Robert Putnam, author of Bowling Alone and arguably America’s most prominent left-wing social scientist, has also expressed his discomfort with The Spirit Level. Putnam is quoted somewhat out of context by Wilkinson and Pickett to give the impression that Bowling Alone concludes that inequality erodes social capital. When asked his view of their work by journalist Shane Leavy, Putnam replied:

I have a mixed view about The Spirit Level. On the one hand, I believe that inequality is bad for society in many ways, just as that book argues. On the other hand, Pickett and Williamson’s [sic] work has been heavily (and I believe correctly) criticized as methodologically flawed. (For example, they don’t really show that the relationship between inequality and other bad things is causal, though they assume it is.) I hope that they (or others) will pursue that basic hypothesis in ways that are more scientifically persuasive.

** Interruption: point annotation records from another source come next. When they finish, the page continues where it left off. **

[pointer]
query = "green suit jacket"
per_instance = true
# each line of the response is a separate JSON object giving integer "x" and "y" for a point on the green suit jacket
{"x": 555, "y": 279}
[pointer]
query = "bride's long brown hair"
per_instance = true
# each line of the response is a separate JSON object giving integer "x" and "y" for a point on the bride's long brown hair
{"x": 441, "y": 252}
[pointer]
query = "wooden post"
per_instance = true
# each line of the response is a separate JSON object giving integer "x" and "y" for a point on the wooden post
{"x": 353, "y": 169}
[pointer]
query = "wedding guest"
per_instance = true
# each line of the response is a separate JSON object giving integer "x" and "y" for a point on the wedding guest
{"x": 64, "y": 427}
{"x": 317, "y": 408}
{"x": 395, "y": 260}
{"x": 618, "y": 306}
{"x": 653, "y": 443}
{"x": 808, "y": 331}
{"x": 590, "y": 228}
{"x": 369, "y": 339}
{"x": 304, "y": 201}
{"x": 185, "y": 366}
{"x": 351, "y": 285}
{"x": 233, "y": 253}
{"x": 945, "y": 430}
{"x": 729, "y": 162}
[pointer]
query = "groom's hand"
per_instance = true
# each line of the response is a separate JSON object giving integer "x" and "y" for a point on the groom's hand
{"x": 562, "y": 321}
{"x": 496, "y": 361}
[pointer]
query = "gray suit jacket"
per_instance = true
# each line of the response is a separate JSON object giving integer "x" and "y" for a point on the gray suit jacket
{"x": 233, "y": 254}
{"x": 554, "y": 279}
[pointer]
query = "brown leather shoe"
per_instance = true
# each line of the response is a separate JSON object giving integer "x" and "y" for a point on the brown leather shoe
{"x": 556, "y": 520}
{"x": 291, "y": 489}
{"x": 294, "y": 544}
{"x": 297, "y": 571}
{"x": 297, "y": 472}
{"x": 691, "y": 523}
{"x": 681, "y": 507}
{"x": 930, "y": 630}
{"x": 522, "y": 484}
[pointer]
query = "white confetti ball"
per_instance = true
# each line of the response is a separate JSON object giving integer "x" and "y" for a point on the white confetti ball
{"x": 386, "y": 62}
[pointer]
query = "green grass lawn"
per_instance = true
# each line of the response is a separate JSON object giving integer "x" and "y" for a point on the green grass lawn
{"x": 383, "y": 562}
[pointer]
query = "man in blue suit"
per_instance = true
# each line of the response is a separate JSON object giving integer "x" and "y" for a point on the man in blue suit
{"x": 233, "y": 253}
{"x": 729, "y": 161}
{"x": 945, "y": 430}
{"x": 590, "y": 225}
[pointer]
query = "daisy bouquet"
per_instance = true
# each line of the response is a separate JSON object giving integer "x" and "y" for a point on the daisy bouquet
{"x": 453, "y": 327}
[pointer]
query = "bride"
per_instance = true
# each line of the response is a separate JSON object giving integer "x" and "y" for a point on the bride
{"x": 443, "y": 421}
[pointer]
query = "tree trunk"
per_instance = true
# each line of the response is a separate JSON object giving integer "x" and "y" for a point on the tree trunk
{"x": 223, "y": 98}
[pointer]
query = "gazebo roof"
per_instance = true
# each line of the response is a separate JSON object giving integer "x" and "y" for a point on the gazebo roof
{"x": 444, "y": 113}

These criticisms, and others like them, are manifestly not politically motivated. While there was no shortage of positive reviews from journalists, particularly on the left (The Guardian, The Independent, New Statesman, Socialist Review all provided rave reviews), many respected academics from both left and right have expressed serious concerns.

It suits Wilkinson and Pickett’s narrative to portray critics as being professional ‘merchants of doubt’ from the ‘far-right’. It helps to marginalise those who find fault with the book and deters their natural supporters from reading the critiques. It is, however, a fiction.

Questions have been raised about the bold conclusions of The Spirit Level because it is riddled with methodological flaws, selection bias, obvious cherry-picking, flawed reasoning and wishful thinking. Far from being the subject of a co-ordinated attack by nefarious vested interests, The Spirit Level has been criticised by everyone from Swedish economists, Irish psychologists and British sociologists—as well as numerous journalists, bloggers and reviewers around the world—for the simple reason that they have read it. It has been a best-seller and has transcended what Wilkinson calls the "left-wing ghetto". And amongst its large readership have been many rational people whose jaws dropped a little more at the turn of every page.

1 comment:

  1. It is difficult to be non-judgemental about a book with such a strong political sub-text. If one FEELS societies should be competitive and financially rewarded or punished people differentially, according to whosoever they are or what they have become, one will probably accept the status quo. On the other hand, if one FEELS (and can demonstrate) that people have no free will and simply cannot help becoming society's 'winners' or 'losers' then rewards and punishments are ill-conceived and should eventually be replaced by non-judgemental alternatives.